After reading the concept, is it still confused? Haha, normal! But it doesn't matter. The following is an example. If the version library is not large, you can directly perform full backup. However, if the version library has several or even dozens of GB, you need to use the following solution.
Example:
Full backup + Incremental backup solution: If we perform full backup on Monday, Incremental backup on Tuesday is based on Monday, and Incremental backup on Wednesday is based on Tuesday, and so on...

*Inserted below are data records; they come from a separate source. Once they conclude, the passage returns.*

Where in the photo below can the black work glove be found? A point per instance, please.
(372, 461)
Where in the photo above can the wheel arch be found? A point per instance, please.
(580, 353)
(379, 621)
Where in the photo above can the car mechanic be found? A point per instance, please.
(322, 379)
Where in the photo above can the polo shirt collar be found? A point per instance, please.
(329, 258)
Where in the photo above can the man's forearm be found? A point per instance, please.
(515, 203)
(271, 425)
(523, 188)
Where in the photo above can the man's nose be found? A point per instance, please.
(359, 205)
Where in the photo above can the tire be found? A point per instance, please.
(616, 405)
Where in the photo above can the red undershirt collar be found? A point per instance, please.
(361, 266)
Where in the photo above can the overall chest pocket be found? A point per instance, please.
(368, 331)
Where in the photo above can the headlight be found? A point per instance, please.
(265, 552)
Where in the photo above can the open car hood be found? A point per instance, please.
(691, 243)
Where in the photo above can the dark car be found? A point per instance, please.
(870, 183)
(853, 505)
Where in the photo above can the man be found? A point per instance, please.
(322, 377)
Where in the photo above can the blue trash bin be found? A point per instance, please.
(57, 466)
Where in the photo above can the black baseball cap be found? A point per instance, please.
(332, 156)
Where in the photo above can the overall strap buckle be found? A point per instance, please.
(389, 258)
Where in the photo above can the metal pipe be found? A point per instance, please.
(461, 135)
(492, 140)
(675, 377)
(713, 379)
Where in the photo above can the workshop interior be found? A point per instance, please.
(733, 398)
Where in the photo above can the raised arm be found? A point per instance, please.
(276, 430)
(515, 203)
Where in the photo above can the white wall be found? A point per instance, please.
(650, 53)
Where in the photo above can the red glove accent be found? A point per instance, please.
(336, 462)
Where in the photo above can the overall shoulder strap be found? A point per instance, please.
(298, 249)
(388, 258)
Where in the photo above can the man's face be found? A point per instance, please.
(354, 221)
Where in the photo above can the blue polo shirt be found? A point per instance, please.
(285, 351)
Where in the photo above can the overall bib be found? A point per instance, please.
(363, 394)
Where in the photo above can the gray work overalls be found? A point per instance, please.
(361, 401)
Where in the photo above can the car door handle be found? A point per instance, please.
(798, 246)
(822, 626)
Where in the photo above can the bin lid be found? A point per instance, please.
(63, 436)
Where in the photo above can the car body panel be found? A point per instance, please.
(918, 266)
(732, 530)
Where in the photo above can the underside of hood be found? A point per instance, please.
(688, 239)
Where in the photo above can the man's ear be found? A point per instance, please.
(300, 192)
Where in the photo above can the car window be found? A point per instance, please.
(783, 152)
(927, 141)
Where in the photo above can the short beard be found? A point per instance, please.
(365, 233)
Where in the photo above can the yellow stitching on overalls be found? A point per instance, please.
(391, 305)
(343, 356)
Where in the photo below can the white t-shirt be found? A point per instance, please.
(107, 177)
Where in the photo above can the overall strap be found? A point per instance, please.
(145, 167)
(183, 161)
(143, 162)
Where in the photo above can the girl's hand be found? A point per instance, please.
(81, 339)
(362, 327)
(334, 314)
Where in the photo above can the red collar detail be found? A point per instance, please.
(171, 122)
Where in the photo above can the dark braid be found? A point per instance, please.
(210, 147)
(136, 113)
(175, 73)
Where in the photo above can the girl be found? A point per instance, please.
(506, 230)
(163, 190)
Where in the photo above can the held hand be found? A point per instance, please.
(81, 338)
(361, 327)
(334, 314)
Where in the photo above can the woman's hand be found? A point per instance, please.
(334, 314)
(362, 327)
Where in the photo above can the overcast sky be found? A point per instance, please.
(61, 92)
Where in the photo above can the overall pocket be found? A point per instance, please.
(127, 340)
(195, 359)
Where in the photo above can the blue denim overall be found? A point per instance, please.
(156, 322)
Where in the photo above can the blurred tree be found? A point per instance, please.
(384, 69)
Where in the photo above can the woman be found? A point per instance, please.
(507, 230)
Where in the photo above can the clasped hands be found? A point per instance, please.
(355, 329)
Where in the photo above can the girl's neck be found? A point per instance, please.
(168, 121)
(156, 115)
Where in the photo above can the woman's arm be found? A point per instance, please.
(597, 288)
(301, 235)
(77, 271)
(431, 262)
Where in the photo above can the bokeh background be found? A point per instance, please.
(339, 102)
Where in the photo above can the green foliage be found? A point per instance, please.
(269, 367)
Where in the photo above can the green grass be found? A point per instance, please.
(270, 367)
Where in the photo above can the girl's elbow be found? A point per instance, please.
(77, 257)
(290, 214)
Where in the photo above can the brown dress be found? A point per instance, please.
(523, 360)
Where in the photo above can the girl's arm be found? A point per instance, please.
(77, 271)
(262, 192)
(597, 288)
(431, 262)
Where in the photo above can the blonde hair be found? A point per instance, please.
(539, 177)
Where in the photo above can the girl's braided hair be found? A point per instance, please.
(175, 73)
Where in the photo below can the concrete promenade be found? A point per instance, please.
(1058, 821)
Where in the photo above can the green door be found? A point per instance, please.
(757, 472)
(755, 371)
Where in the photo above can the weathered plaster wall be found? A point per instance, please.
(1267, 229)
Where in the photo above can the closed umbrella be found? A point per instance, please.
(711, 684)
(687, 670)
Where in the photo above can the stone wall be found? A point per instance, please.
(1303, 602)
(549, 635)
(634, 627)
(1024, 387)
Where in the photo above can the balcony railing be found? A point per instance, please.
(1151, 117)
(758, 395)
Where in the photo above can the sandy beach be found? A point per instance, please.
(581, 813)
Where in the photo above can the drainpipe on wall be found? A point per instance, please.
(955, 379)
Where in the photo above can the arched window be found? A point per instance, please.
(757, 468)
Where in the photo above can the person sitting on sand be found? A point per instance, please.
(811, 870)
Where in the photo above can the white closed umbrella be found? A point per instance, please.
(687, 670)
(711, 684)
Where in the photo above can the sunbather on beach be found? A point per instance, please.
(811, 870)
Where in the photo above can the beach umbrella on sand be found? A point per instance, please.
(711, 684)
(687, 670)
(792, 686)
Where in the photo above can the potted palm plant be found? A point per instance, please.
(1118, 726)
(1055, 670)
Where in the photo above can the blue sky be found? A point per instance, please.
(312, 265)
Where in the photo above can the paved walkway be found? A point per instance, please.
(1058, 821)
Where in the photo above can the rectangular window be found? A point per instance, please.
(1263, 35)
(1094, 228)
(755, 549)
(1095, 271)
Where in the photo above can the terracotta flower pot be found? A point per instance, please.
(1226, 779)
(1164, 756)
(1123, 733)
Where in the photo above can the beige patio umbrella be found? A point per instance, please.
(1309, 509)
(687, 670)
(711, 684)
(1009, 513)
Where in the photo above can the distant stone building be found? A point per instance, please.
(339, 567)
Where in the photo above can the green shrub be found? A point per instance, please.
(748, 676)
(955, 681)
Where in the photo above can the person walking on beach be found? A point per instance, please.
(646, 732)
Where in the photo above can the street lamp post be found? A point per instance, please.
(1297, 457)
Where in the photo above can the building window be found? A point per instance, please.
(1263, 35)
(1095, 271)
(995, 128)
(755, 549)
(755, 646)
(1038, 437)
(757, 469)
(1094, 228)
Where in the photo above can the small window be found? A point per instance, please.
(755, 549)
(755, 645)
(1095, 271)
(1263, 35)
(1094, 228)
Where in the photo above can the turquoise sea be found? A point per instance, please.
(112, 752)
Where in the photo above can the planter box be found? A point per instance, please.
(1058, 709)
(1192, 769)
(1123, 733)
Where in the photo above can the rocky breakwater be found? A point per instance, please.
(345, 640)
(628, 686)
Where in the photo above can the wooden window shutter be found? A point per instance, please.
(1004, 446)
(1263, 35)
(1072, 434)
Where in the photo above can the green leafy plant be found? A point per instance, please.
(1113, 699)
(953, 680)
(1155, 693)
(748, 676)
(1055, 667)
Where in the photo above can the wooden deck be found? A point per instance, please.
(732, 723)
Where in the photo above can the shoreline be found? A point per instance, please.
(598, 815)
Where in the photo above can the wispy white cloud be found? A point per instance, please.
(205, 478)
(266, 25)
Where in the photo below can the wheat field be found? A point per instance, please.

Full backup + differential backup solution: Full backup is performed on Monday, and differential backup on Tuesday is performed on Monday. Differential backup on Wednesday is performed on Monday, and so on...
Comparison of solutions:
Full backup + Incremental backup makes recovery troublesome (you need to recover the previous Incremental backup to the full backup in sequence. For example, to recover the backup on Thursday, you need to recover the Incremental backup on Thursday in sequence, incremental backup on Wednesday, Incremental backup on Tuesday, full backup on Monday), but saves space;
Full backup + differential backup make it easier to recover (only the differential backup on the current day and the full backup on Monday are restored), which takes up a little space.